Se considera que el introductor del gótico en la pintura navarra fue Juan Oliver (Johannes Oliveri), autor de la gran pintura mural del Refectorio de la Catedral de Pamplona. Hoy la pintura está trasladada al Museo de Navarra, en la misma Pamplona.
Está organizada como un gran retablo y se estructura en tres diferentes pisos con escenas de la vida y pasión de Cristo. En el centro aparece la Crucifixión. Las figuras, cuyo tamaño es la mitad del natural, con posturas incluso exageradamente retorcidas (es destacable la de la Virgen en el Calvario), nos hablan ya del patetismo y la tensión del XIV; aunque en general prevalece lo bello sobre lo dramático. Esta cronología se corresponde con la expresividad de sus cabezas, la sensibilidad plástica de los pliegues de los ropajes, o las arquerías trilobuladas de arcos apuntados que rematan las escenas.

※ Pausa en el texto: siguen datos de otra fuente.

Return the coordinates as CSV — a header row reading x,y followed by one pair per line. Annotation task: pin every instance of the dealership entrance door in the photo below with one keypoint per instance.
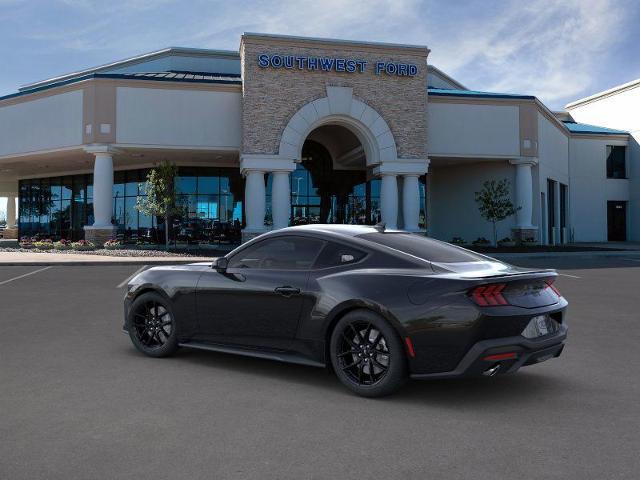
x,y
331,184
617,221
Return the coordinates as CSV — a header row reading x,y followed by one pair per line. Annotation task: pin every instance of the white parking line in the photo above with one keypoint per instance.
x,y
567,275
126,280
25,275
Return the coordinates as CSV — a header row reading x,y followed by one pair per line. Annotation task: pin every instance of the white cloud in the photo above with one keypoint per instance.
x,y
548,48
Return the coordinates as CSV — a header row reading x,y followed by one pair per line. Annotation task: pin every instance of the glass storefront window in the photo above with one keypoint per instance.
x,y
212,204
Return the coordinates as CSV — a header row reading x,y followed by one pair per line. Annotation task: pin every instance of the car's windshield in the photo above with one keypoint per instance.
x,y
423,247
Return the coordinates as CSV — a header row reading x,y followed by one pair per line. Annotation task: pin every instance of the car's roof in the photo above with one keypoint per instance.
x,y
346,230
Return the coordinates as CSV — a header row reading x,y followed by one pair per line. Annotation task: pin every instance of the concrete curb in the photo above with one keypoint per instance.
x,y
587,254
99,264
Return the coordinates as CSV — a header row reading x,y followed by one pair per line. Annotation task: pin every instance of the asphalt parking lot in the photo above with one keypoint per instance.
x,y
77,401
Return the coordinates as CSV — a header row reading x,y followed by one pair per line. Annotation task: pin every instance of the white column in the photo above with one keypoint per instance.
x,y
280,200
389,200
11,212
103,190
255,200
411,202
524,193
556,227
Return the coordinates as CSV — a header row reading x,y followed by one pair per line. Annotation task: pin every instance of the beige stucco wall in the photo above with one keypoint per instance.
x,y
45,123
272,96
468,129
178,117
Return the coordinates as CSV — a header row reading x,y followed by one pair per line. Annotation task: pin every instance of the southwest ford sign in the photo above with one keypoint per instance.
x,y
333,64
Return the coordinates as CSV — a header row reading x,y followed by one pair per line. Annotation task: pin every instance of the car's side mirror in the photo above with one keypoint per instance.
x,y
220,264
346,258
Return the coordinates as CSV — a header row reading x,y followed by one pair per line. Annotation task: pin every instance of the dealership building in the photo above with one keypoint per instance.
x,y
292,130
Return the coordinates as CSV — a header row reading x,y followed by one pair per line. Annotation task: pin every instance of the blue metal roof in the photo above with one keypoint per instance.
x,y
188,77
575,127
444,92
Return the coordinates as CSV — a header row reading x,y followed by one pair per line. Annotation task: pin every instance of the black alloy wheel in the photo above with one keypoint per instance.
x,y
367,354
152,326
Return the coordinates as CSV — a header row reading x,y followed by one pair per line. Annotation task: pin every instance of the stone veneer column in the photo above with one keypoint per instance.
x,y
102,228
280,199
524,198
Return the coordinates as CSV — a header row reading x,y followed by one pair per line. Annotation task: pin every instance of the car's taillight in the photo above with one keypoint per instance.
x,y
489,295
550,285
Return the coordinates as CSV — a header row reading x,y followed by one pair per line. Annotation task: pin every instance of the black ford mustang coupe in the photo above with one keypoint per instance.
x,y
376,306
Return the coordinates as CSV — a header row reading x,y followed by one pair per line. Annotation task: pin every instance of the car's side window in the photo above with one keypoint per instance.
x,y
334,254
286,253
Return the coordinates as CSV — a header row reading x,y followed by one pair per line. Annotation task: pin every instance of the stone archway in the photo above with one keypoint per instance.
x,y
339,107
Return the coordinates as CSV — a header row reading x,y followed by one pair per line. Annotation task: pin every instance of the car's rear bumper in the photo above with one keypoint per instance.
x,y
527,352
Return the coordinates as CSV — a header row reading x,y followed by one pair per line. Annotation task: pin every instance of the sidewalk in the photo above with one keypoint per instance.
x,y
38,259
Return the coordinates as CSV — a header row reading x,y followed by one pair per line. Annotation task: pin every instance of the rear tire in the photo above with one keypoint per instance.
x,y
367,354
152,326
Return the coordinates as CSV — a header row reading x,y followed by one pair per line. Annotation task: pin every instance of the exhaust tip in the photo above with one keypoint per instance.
x,y
491,371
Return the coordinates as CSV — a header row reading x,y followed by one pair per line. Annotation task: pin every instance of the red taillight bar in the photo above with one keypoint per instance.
x,y
550,284
489,295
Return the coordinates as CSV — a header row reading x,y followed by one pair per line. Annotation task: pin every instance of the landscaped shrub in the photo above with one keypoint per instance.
x,y
506,242
83,245
43,244
26,242
62,245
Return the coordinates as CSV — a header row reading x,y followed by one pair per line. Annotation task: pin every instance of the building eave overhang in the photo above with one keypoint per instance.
x,y
319,42
133,61
448,78
606,93
117,76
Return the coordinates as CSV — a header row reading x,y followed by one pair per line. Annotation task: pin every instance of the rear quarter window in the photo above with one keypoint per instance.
x,y
335,254
423,247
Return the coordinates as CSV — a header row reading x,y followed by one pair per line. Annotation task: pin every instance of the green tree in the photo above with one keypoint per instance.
x,y
161,198
494,203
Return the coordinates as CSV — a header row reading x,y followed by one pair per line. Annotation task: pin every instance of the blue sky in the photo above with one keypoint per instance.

En la predela están los escudos de la Casa Real de Navarra, el del obispo que construyó el refectorio, Arnaldo de Barbazán, el de Gastón II, conde de Foix-Bearn y el del arcediano Miguel Sánchez Asiaín. En loos laterales, a manera de «guardapolvo», hay profetas con filacterias que nos muestran su identidad. La leyenda, escrita en caracteres góticos, enmarca las escenas nos da el nombre de la persona que encargó la obra (Juan Périz de Estella), del autor, y también la fecha (1330).

La técnica empleada es mixta, con una preparación al fresco y terminada al seco. En el ámbito del gótico lineal, donde el color juega un papel secundario frente a la línea del dibujo, estas pinturas se han relacionado con las del crucero de la abadía de Westminster, o con las miniaturas inglesas de esta época. Su alta calidad sitúa a su autor entre los grandes pintores góticos hispanos.